Frequent pit liner leaks argue against Hickenlooper call for less regs

Speaking at an energy confab last week, Denver mayor and Democratic gubernatorial candidate John Hickenlooper continued to walk a fine line between coddling the state’s oil and gas industry as a former geologist – thereby distancing himself from Gov. Bill Ritter’s more hard-line approach – and trying to satisfy his more enviro-minded backers.

Hickenlooper thinks chemicals used in the hydraulic fracturing process should be disclosed to the public and he doesn’t think there needs to be a whole new rulemaking process for oil and gas drilling, as his Republican opponents have suggested.

But on one issue – the regulation of pit liners that hold produced water contaminated with chemicals in the fracking process – Hickenlooper seems to be playing with fire.

The Colorado Independent reported this last week: “Hickenlooper said he would expect the [Colorado Oil and Gas Conservation Commission] to offer exemptions to companies where regulations were onerous and specific to one region of the state.
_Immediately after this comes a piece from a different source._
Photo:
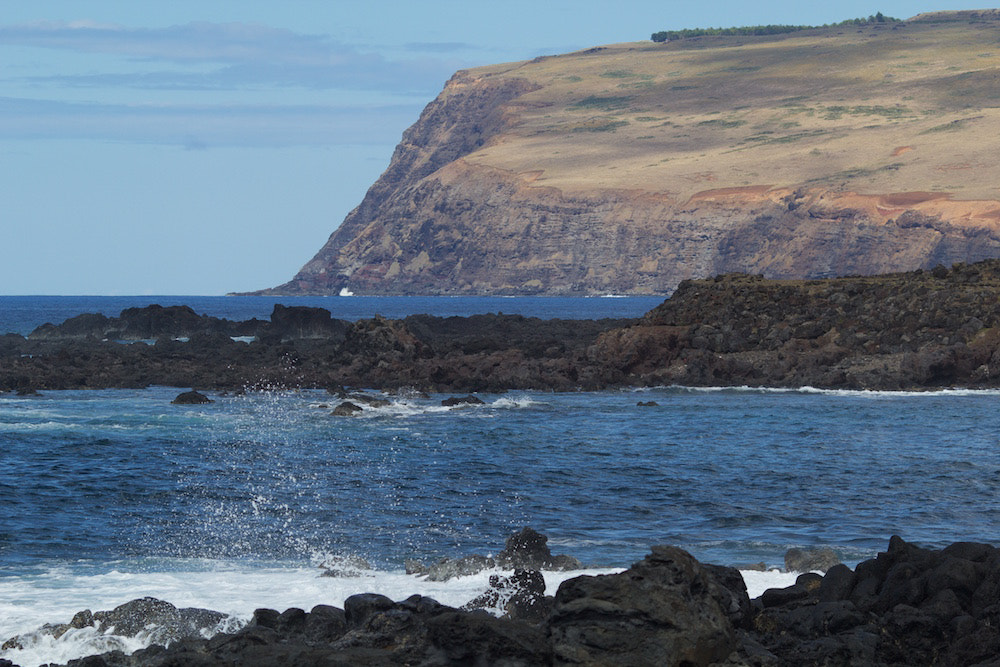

In particular he criticized regulations on produced water and pit liners and said he would revisit those regulations.”

Then the Denver Post Monday reports there have been 31 spills of produced water from pit leaks since 2008.

The state’s oil and gas industry has been agitating hard for changes to pit liner regulations adopted as part of the state’s amended rulemaking in the spring of 2009. They want to be able to dispose of the liners on-site of drilling operations. Companies like Williams – the biggest producer of natural gas on the Western Slope – support those changes despite success they’ve had with recycling the dense plastic liners.

But a quick search of the COGCC site by the Colorado Independent shows a Williams’ pit liner leak violation earlier this month. “Holes in the pit lining exposed the ground below the lining. Pit has no system of monitoring and maintaining freeboard,” reads the COGCC complaint.

And the COGCC, charged with regulating all of these spills, essentially admits to a backlog of enforcement actions at a time when there is increasing pressure around the nation to step up enforcement of oil and gas industry drilling practices in the wake of the ongoing Deepwater Horizon spill.